Some information about the WSJCAMP0 corpus:
1. Totally 140 speakers and 110 utterances per speaker;

2. 92 training speakers, 20 development test speaker and two sets of 14 evaluation test speakers. Each speaker provides approximately 90 utterances and an additional 18 adaptation utterances.

3. The same set of 18 adaptation sentences was recorded by each speaker, consisting of one recording of background noise, 2 phonetically balanced sentences and the first 15 adaptation sentences from the initial WSJ experiment.

4. Each training speaker read out some 90 training sentences, selected randomly in paragraph units. This is the empirically determined maximum number of sentences that could be squeezed into one hour of speaker time.

5. Each of 48 test speakers read 80 sentences. The final development test group consists of 20 speakers.

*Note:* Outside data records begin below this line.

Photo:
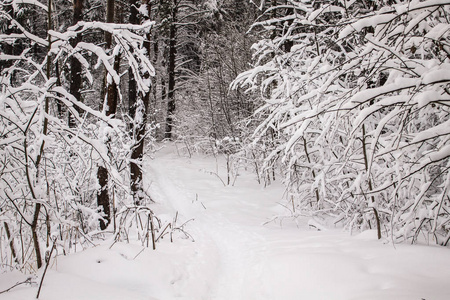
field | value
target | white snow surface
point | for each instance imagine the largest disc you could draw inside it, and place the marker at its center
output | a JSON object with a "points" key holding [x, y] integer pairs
{"points": [[235, 256]]}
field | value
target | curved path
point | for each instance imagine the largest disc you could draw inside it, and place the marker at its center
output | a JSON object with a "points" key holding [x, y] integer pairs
{"points": [[237, 257]]}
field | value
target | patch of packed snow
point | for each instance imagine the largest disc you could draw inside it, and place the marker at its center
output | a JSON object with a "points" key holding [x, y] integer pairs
{"points": [[234, 256]]}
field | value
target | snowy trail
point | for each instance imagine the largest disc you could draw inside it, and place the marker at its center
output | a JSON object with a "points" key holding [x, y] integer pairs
{"points": [[235, 257], [238, 258], [239, 246]]}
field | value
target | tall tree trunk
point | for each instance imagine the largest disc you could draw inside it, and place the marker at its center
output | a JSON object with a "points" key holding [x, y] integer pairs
{"points": [[75, 65], [171, 71], [110, 107], [138, 108]]}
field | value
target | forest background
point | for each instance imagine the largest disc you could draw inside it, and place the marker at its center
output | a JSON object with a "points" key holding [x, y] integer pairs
{"points": [[345, 102]]}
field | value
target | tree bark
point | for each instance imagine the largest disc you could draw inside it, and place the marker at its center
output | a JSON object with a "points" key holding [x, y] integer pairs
{"points": [[110, 108], [171, 72], [138, 108], [75, 65]]}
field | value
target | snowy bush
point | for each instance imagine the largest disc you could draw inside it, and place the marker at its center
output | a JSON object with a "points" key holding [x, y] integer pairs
{"points": [[358, 95], [48, 168]]}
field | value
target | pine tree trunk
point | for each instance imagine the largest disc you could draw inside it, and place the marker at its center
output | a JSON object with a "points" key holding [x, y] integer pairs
{"points": [[103, 202], [171, 72], [75, 65]]}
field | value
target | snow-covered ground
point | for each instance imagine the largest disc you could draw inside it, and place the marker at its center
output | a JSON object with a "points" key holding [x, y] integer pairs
{"points": [[235, 256]]}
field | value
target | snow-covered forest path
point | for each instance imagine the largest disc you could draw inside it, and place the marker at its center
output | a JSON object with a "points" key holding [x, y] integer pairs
{"points": [[236, 257]]}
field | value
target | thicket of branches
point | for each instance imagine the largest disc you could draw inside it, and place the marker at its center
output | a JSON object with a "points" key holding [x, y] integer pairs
{"points": [[357, 112], [51, 142]]}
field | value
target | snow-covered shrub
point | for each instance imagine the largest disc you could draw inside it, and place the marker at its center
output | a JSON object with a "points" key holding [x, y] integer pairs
{"points": [[358, 96], [48, 168]]}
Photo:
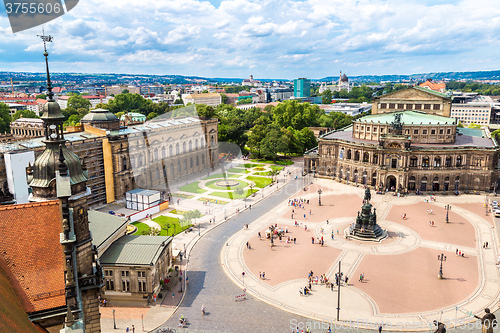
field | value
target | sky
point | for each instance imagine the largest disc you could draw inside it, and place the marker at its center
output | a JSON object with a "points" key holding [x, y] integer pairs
{"points": [[267, 39]]}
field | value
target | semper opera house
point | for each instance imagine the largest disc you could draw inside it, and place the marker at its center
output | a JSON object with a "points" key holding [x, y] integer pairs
{"points": [[409, 143]]}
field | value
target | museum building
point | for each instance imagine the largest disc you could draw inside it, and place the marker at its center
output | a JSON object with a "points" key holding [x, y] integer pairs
{"points": [[408, 143]]}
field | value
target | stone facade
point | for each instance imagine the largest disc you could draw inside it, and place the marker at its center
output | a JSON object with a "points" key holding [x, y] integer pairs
{"points": [[371, 153], [414, 98]]}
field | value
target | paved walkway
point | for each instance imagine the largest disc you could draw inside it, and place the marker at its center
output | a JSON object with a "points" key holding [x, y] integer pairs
{"points": [[409, 292]]}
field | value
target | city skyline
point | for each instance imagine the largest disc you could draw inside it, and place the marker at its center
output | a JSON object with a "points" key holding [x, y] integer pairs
{"points": [[267, 39]]}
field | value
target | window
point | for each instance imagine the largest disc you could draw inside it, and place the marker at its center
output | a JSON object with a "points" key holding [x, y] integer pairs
{"points": [[110, 284], [125, 285]]}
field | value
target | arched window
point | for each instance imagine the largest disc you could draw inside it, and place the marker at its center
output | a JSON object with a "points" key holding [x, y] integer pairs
{"points": [[413, 161]]}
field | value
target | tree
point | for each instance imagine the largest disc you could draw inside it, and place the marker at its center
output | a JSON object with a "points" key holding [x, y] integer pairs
{"points": [[78, 102], [246, 100], [326, 96], [4, 118], [24, 114]]}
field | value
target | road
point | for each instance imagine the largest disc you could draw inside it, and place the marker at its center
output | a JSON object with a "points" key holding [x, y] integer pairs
{"points": [[210, 286]]}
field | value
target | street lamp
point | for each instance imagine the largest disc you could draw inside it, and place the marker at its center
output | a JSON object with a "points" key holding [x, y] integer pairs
{"points": [[441, 257], [448, 208]]}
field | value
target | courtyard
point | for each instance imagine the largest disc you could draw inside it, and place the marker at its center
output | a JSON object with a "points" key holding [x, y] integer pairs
{"points": [[400, 282]]}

The CD-ROM publication consists of six discs, with contents organized as follows:

  • discs 1 and 2 - training data from head-mounted microphone
  • disc 3 - development test data from head-mounted microphone, plus first set of evaluation test data
  • discs 4 and 5 - training data from desk-mounted microphone
  • disc 6 - development test data from desk-mounted microphone, plus second set of evaluation test data
There are 90 utterances from each of 92 speakers that are designated as training material for speech recognition algorithms. An additional 48 speakers each read 40 sentences containing only words from a fixed 5,000 word vocabulary, and another 40 sentences using a 64,000 word vocabulary, to be used as testing material. Each of the total of 140 speakers also recorded a common set of 18 adaptation sentences. Recordings were made from two microphones: a far-field desk microphone and a head-mounted close-talking microphone.